After being advised of his Miranda rights, Martinez made a statement to Officer Thomas admitting that he was the driver of the Honda Civic containing four kilograms of cocaine, that he had transported narcotics several times before and that he had pre-arranged prices based upon whether he was to transport cocaine or marijuana. Officer Thomas stated that Martinez made this statement to explain that he only found out that he was transporting cocaine once officers began trying to apprehend his car and that is why he tried to escape in such a reckless manner. The portions of the statement challenged by Martinez “were an integral part of a criminal confession, and such statements are not rendered impermissible because the language used therein indicates that the accused has committed another and separate offense.”7
3. Martinez next argues that the trial court erred by not giving a limiting instruction to the jury on the references to the prior acts of drug trafficking. However, “[t]he failure to give a requested charge which is authorized by the evidence can be harmless error. The inquiry is whether it is highly probable that the error contributed to the verdict.”8 Even disregarding Martinez's statement regarding his prior acts of drug trafficking, the evidence of his guilt is overwhelming. In addition, the court gave the pattern jury instruction on credibility, including language that the jury may consider a witness's credibility.
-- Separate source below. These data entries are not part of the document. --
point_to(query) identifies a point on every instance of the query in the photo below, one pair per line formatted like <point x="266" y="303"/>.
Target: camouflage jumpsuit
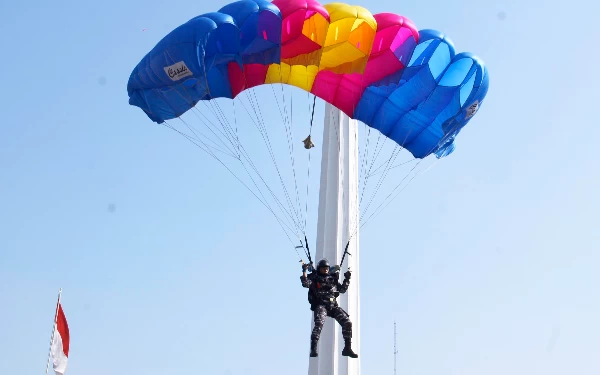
<point x="324" y="290"/>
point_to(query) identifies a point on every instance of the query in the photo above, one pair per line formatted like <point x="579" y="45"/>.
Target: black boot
<point x="347" y="352"/>
<point x="313" y="348"/>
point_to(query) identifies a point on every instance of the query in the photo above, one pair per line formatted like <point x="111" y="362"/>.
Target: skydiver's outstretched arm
<point x="306" y="281"/>
<point x="343" y="287"/>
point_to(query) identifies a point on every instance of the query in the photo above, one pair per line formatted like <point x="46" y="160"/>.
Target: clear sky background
<point x="488" y="262"/>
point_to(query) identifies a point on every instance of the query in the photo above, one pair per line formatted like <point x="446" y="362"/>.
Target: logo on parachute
<point x="472" y="110"/>
<point x="177" y="71"/>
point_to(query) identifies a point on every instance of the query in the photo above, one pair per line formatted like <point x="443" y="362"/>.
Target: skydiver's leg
<point x="343" y="319"/>
<point x="320" y="313"/>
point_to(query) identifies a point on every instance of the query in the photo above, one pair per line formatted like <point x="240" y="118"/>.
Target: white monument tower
<point x="338" y="220"/>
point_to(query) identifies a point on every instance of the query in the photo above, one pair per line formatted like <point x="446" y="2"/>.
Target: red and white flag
<point x="60" y="342"/>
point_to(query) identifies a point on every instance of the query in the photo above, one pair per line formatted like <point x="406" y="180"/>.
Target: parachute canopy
<point x="410" y="85"/>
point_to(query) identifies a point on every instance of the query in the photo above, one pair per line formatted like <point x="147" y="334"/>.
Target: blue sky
<point x="488" y="262"/>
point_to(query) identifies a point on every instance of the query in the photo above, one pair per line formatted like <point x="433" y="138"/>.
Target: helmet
<point x="322" y="263"/>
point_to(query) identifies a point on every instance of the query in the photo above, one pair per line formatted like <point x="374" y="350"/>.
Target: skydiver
<point x="323" y="289"/>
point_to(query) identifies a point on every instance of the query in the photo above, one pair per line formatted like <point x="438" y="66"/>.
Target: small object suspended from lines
<point x="308" y="143"/>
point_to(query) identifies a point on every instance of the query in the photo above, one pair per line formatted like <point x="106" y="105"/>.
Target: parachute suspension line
<point x="226" y="126"/>
<point x="390" y="161"/>
<point x="377" y="152"/>
<point x="189" y="100"/>
<point x="291" y="147"/>
<point x="378" y="210"/>
<point x="245" y="154"/>
<point x="267" y="141"/>
<point x="192" y="104"/>
<point x="284" y="117"/>
<point x="236" y="128"/>
<point x="312" y="117"/>
<point x="375" y="172"/>
<point x="234" y="175"/>
<point x="395" y="153"/>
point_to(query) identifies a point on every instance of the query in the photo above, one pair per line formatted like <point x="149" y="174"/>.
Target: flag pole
<point x="53" y="330"/>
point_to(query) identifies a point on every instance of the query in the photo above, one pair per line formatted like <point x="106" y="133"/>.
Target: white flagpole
<point x="53" y="330"/>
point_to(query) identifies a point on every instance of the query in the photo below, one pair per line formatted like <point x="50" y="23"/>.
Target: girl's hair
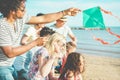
<point x="72" y="64"/>
<point x="46" y="31"/>
<point x="9" y="5"/>
<point x="70" y="45"/>
<point x="53" y="38"/>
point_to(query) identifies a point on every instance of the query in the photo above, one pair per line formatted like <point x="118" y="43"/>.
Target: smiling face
<point x="20" y="11"/>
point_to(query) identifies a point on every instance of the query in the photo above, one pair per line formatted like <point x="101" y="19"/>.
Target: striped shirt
<point x="10" y="37"/>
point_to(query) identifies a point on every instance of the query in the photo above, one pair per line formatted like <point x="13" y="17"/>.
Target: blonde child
<point x="43" y="60"/>
<point x="73" y="68"/>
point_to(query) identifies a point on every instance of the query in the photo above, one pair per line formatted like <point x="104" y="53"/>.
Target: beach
<point x="101" y="68"/>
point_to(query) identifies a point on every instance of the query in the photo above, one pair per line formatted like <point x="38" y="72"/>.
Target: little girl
<point x="73" y="68"/>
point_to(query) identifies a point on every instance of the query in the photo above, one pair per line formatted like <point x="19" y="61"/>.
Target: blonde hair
<point x="53" y="38"/>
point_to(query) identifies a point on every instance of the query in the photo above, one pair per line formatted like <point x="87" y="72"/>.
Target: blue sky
<point x="49" y="6"/>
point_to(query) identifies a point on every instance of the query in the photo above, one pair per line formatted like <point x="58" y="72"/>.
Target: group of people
<point x="36" y="54"/>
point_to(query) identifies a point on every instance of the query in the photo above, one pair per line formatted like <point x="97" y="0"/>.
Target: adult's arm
<point x="53" y="16"/>
<point x="11" y="51"/>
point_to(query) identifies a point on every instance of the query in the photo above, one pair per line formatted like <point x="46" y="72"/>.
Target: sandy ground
<point x="101" y="68"/>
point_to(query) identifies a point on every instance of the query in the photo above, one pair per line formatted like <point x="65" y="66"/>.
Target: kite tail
<point x="116" y="42"/>
<point x="109" y="31"/>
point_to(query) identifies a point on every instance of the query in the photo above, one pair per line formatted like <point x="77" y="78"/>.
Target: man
<point x="61" y="27"/>
<point x="11" y="27"/>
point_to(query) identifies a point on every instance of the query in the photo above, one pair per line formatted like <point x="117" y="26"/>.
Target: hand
<point x="41" y="41"/>
<point x="71" y="11"/>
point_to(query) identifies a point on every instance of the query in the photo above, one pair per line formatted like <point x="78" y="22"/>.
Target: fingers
<point x="72" y="11"/>
<point x="41" y="41"/>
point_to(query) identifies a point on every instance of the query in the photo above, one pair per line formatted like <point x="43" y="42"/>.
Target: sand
<point x="101" y="68"/>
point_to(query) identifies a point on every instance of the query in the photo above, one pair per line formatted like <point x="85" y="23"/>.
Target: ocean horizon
<point x="87" y="45"/>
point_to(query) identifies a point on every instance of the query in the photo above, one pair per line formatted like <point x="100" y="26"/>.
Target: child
<point x="73" y="68"/>
<point x="22" y="62"/>
<point x="42" y="63"/>
<point x="70" y="47"/>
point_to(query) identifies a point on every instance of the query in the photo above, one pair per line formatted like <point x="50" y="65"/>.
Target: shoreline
<point x="101" y="68"/>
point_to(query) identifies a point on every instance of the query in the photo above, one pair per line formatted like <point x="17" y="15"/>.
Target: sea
<point x="87" y="45"/>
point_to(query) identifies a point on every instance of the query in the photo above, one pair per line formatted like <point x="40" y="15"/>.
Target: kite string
<point x="110" y="13"/>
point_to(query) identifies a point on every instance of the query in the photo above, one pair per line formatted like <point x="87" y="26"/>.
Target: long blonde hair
<point x="53" y="38"/>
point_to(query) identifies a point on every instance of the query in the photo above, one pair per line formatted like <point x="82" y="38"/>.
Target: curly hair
<point x="9" y="5"/>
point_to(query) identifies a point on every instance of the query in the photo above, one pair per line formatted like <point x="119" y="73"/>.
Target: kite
<point x="92" y="18"/>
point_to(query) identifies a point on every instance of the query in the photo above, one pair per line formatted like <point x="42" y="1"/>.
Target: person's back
<point x="22" y="62"/>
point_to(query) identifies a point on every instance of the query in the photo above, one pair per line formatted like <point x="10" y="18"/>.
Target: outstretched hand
<point x="71" y="11"/>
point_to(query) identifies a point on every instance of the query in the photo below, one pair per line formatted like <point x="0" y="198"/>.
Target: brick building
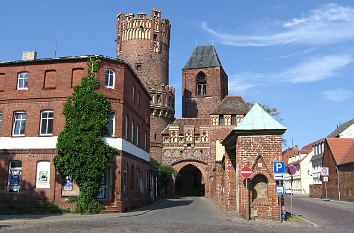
<point x="201" y="146"/>
<point x="338" y="156"/>
<point x="144" y="42"/>
<point x="32" y="94"/>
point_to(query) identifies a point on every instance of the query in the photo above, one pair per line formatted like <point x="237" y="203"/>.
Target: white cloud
<point x="316" y="69"/>
<point x="330" y="23"/>
<point x="312" y="70"/>
<point x="337" y="95"/>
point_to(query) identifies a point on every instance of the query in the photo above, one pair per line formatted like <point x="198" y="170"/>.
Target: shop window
<point x="46" y="127"/>
<point x="43" y="174"/>
<point x="125" y="178"/>
<point x="0" y="121"/>
<point x="15" y="177"/>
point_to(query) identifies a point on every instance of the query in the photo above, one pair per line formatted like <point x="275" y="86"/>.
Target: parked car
<point x="288" y="191"/>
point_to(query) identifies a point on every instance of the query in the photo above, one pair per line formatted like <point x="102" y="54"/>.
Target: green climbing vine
<point x="81" y="152"/>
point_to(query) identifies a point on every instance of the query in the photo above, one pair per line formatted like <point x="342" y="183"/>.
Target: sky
<point x="297" y="56"/>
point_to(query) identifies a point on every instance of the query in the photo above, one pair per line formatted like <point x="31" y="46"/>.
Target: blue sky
<point x="293" y="55"/>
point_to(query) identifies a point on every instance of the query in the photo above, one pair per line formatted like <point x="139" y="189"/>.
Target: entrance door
<point x="189" y="182"/>
<point x="105" y="192"/>
<point x="259" y="194"/>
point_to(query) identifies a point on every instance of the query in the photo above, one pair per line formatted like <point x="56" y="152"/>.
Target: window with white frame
<point x="22" y="81"/>
<point x="111" y="124"/>
<point x="14" y="183"/>
<point x="201" y="84"/>
<point x="126" y="127"/>
<point x="132" y="133"/>
<point x="0" y="120"/>
<point x="109" y="78"/>
<point x="137" y="134"/>
<point x="133" y="93"/>
<point x="47" y="117"/>
<point x="19" y="124"/>
<point x="125" y="178"/>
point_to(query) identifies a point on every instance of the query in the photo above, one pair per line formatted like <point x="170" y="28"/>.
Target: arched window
<point x="109" y="78"/>
<point x="201" y="84"/>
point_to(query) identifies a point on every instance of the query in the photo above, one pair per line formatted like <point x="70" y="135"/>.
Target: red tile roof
<point x="342" y="149"/>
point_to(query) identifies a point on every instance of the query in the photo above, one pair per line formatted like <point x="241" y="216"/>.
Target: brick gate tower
<point x="143" y="42"/>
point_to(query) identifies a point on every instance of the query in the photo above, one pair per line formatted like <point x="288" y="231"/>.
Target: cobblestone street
<point x="192" y="214"/>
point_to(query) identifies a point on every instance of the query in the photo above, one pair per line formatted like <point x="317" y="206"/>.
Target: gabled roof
<point x="342" y="149"/>
<point x="290" y="152"/>
<point x="340" y="129"/>
<point x="258" y="119"/>
<point x="203" y="56"/>
<point x="308" y="148"/>
<point x="231" y="105"/>
<point x="182" y="122"/>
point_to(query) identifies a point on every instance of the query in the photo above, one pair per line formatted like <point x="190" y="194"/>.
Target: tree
<point x="81" y="151"/>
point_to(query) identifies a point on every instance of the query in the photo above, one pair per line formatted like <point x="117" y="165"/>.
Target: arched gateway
<point x="190" y="179"/>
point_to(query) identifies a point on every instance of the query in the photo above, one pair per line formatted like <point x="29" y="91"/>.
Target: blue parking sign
<point x="279" y="190"/>
<point x="279" y="167"/>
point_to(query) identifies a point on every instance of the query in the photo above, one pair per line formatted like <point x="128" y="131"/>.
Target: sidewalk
<point x="45" y="218"/>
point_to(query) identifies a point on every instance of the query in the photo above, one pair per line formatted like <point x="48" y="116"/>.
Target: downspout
<point x="338" y="183"/>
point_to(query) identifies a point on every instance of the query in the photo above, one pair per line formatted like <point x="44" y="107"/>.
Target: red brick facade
<point x="143" y="42"/>
<point x="129" y="101"/>
<point x="196" y="106"/>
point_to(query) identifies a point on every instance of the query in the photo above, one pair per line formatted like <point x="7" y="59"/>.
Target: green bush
<point x="81" y="152"/>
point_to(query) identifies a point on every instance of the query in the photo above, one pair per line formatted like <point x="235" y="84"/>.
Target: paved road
<point x="192" y="214"/>
<point x="327" y="214"/>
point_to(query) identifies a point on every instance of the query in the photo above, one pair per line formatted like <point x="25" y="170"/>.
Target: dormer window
<point x="201" y="84"/>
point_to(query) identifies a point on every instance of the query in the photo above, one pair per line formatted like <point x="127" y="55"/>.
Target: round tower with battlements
<point x="143" y="42"/>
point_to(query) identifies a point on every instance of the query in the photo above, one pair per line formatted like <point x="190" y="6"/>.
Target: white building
<point x="301" y="180"/>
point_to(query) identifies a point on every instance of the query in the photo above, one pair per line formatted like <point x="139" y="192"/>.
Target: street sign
<point x="279" y="170"/>
<point x="291" y="170"/>
<point x="279" y="190"/>
<point x="246" y="172"/>
<point x="279" y="167"/>
<point x="324" y="171"/>
<point x="279" y="176"/>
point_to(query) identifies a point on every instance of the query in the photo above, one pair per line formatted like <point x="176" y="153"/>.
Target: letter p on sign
<point x="279" y="167"/>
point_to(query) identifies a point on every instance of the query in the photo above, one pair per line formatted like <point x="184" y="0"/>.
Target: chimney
<point x="29" y="55"/>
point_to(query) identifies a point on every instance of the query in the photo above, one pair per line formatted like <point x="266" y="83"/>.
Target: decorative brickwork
<point x="143" y="42"/>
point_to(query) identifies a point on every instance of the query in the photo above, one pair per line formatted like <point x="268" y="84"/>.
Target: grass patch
<point x="12" y="209"/>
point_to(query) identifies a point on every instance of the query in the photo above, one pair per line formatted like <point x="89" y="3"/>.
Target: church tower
<point x="204" y="83"/>
<point x="143" y="42"/>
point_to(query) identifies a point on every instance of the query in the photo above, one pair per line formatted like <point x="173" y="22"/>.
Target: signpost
<point x="279" y="175"/>
<point x="325" y="174"/>
<point x="292" y="171"/>
<point x="246" y="172"/>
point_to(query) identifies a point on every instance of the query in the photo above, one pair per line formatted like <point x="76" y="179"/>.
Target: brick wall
<point x="216" y="89"/>
<point x="258" y="152"/>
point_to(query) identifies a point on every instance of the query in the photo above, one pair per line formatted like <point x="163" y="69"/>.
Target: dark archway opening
<point x="189" y="182"/>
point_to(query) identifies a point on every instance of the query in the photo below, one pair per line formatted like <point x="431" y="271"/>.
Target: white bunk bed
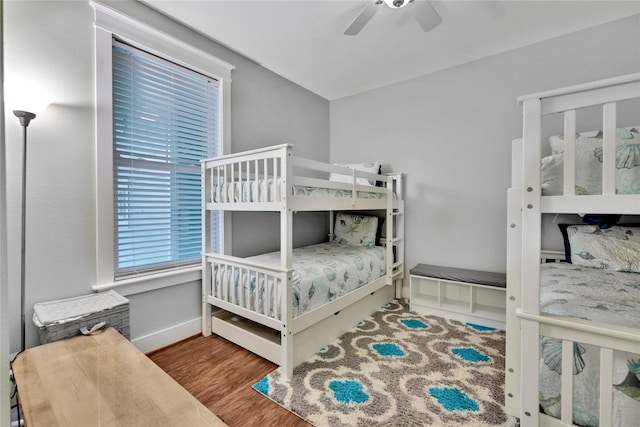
<point x="272" y="179"/>
<point x="529" y="319"/>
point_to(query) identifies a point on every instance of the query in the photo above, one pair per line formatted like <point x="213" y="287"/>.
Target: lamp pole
<point x="25" y="117"/>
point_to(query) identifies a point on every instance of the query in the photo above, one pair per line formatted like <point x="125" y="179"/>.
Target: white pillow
<point x="616" y="248"/>
<point x="592" y="140"/>
<point x="371" y="167"/>
<point x="355" y="230"/>
<point x="588" y="159"/>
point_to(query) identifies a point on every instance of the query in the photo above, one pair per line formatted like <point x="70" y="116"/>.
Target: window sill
<point x="152" y="282"/>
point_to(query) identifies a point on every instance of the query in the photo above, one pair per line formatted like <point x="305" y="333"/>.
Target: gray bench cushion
<point x="461" y="275"/>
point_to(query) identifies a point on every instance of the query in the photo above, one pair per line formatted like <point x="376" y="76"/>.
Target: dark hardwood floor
<point x="220" y="375"/>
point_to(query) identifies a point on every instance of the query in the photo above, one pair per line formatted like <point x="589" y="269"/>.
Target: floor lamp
<point x="25" y="118"/>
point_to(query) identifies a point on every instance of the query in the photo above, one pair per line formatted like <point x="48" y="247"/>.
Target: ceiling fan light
<point x="396" y="4"/>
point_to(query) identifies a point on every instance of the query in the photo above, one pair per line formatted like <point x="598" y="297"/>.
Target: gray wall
<point x="52" y="42"/>
<point x="451" y="133"/>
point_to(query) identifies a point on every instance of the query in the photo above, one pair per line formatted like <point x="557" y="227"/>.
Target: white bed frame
<point x="525" y="322"/>
<point x="285" y="340"/>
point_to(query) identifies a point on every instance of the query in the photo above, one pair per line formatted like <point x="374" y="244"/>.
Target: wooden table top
<point x="101" y="380"/>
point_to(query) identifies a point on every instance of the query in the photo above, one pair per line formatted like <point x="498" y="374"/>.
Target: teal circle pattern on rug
<point x="348" y="391"/>
<point x="452" y="399"/>
<point x="397" y="368"/>
<point x="470" y="354"/>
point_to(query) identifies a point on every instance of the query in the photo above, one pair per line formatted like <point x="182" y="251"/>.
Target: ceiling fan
<point x="423" y="12"/>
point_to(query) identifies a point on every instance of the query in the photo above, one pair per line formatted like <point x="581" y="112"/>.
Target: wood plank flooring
<point x="220" y="375"/>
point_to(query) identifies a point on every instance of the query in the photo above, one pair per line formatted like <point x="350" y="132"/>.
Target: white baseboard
<point x="168" y="336"/>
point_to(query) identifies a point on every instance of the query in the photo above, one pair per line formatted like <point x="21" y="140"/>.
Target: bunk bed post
<point x="514" y="276"/>
<point x="206" y="245"/>
<point x="286" y="254"/>
<point x="531" y="242"/>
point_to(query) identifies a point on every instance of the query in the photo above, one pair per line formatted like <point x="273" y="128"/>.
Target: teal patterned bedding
<point x="266" y="191"/>
<point x="600" y="295"/>
<point x="322" y="273"/>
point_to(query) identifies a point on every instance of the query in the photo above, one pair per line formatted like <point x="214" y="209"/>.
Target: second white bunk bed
<point x="553" y="327"/>
<point x="250" y="301"/>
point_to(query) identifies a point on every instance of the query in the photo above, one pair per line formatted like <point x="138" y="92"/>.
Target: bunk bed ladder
<point x="395" y="232"/>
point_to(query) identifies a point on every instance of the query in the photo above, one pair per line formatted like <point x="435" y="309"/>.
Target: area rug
<point x="398" y="368"/>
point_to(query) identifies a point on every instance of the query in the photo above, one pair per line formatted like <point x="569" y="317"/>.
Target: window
<point x="162" y="105"/>
<point x="165" y="120"/>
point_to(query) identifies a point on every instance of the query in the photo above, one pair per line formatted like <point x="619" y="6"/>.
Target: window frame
<point x="110" y="23"/>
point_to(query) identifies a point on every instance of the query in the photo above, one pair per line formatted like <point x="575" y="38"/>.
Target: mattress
<point x="599" y="295"/>
<point x="267" y="191"/>
<point x="322" y="273"/>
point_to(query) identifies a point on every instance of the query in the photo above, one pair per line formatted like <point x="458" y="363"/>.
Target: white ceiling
<point x="303" y="40"/>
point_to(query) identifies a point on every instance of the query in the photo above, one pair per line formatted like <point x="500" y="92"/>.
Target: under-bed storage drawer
<point x="459" y="300"/>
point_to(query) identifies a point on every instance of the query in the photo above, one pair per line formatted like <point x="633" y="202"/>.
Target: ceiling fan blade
<point x="362" y="19"/>
<point x="426" y="15"/>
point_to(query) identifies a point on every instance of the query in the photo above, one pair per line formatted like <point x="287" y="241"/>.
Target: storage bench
<point x="462" y="294"/>
<point x="61" y="319"/>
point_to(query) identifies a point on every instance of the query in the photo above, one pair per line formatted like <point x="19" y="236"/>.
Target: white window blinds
<point x="165" y="120"/>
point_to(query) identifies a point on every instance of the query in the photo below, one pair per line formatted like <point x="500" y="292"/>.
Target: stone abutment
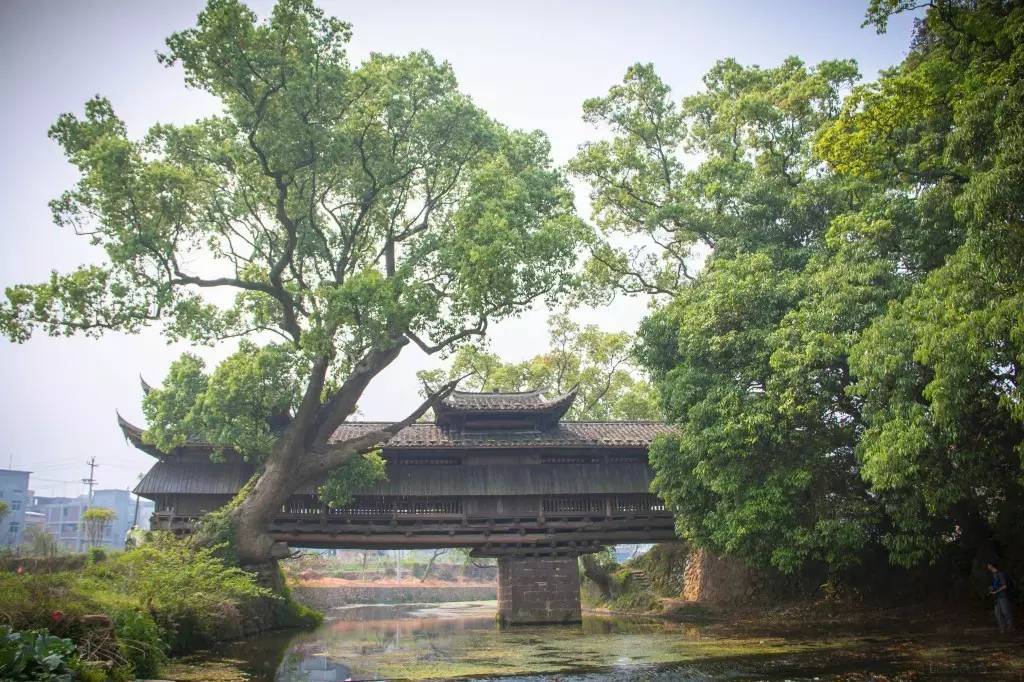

Under these circumstances, we find it highly probable that the failure to issue the requested limiting instruction, even if in error, was harmless and did not contribute to the jury verdict.9
I concur fully in the opinion of the Court, but I write separately to explain why we need not decide in this case whether Martinez is right when he argues that the State was required to prove that he knew the identity of the controlled substance in which he was trafficking. Even if he were right, there was evidence at trial that, when Martinez encountered law enforcement officers, a passenger informed Martinez that they were transporting several kilograms of cocaine. After the passenger informed Martinez that they had cocaine, Martinez attempted to drive away with the cocaine, an act that, the jury could have found, itself amounted to trafficking. Accordingly, even assuming that Martinez is right about the knowledge element of OCGA § 16–13–31—something about which I offer no opinion—there is enough evidence in this case to sustain his conviction for trafficking in cocaine. Cf. Harrison v. State, 309 Ga.App. 454, 457–458(2)(a), 711 S.E.2d 35 (2011) (declining to decide whether, to prove trafficking in cocaine, the State must prove that the defendant knew of weight of cocaine because, even assuming that it is required to prove such knowledge, jury instruction adequately conveyed that requirement).
MIKELL, Presiding Judge.
MILLER, J., concurs and BLACKWELL, J., concurs fully and specially.